Pour que le temps nécessaire à l’apprentissage se synchronise avec la temporalité des situations rencontrées, des moratoires sont nécessaires pour permettre de relier « entreprendre et chercher » (Maubant, 2013, p. 185-186) à l’intérieur des cursus de formation. Mais les temps longs de la réflexion et de la critique entrent en tension avec les temps pluriels en concurrence dans les dispositifs de formation (Alhadeff-Jones, 2014).
Conclusion
Cette recherche avait pour intention de mieux comprendre les rythmes d’apprentissage des adultes en situation d’alternance pour influer sur les futurs dispositifs pédagogiques ou andragogiques. En guise de conclusion, nous posons ici, dans ce but, quelques pistes de réflexion.
L’articulation travail-famille-études est chose difficile. Quelle ingénierie de formation pourrait faciliter cette articulation ?
Dans le rythme effréné d’une formation en cours d’emploi, comment offrir les espaces-temps de respiration nécessaires à l’apprentissage ?
Les moments de travaux de groupe hors temps de cours sont fréquents dans les formations d’adultes. Comment orchestrer cela sans ajouter la contrainte supplémentaire que représente la synchronisation des différentes temporalités micros entre les participants ?
Apprendre en situation s’avère très efficace, mais chaque situation est unique et personnelle. Comment, dans ce cadre, articuler la formation pour développer les compétences professionnelles visées tout en s’appuyant sur les situations vécues ?
Les bénéfices que représente la médiation d’un tiers sont bien visibles. Dès lors, comment articuler une formation autour de cette médiation sans générer les coûts du préceptorat ?
La multiplication des situations analysées en parallèle semble parasiter l’apprentissage.
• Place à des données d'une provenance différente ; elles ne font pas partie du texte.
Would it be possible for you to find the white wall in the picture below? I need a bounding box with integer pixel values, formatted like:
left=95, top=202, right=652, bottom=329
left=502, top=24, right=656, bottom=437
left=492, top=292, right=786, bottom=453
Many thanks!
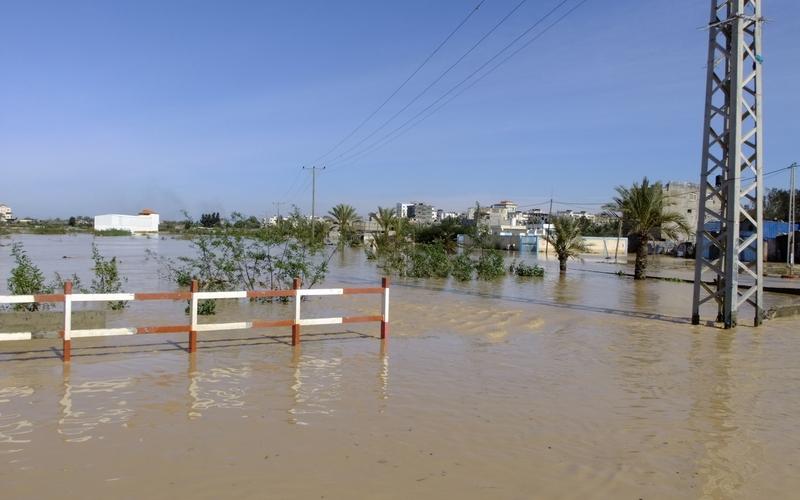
left=94, top=214, right=159, bottom=233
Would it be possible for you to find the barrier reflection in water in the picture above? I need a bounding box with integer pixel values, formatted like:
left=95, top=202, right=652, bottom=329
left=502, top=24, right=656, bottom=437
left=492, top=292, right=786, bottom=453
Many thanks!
left=58, top=365, right=134, bottom=443
left=0, top=386, right=34, bottom=451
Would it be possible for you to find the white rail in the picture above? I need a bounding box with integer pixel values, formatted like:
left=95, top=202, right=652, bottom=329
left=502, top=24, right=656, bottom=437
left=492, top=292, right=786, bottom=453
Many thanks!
left=0, top=277, right=391, bottom=361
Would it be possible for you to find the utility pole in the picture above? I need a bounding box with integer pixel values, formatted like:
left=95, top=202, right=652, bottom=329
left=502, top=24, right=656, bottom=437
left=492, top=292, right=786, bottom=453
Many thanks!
left=692, top=0, right=765, bottom=328
left=303, top=166, right=325, bottom=242
left=788, top=162, right=797, bottom=275
left=544, top=197, right=553, bottom=258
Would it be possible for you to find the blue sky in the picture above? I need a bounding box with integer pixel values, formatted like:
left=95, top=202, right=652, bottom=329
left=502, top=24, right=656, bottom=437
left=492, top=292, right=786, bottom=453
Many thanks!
left=1, top=0, right=798, bottom=219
Dans ces conditions et malgré des organisations modulaires imposées par certains systèmes scolaires, comment redonner aux moments d’enseignement collectif un rôle de ressource au service des situations vécues ?
Il nous semble qu’une ingénierie de formation conçue en réponse à ces questions pourrait faciliter le parcours et les apprentissages des adultes en formation.
Parties annexes
Notes
-
[1]
Par souci de lisibilité, le masculin renvoie à un collectif fait tant d’hommes que de femmes.
-
[2]
Institut fédéral des hautes études en formation professionnelle, http://www.ehb-schweiz.ch/
-
[3]
Éléments ressortis des évaluations des enseignements par les étudiants ainsi que des séances de régulation que l’institution organise, deux fois par année, pour chaque cohorte.
-
[4]
Très présente dans le « centre de développement des métiers » qui s’occupe d’accompagner les organisations du travail dans la redéfinition et l’actualisation des référentiels métier, en vue de l’adaptation des plans de formation et de la création des examens de fin d’apprentissage.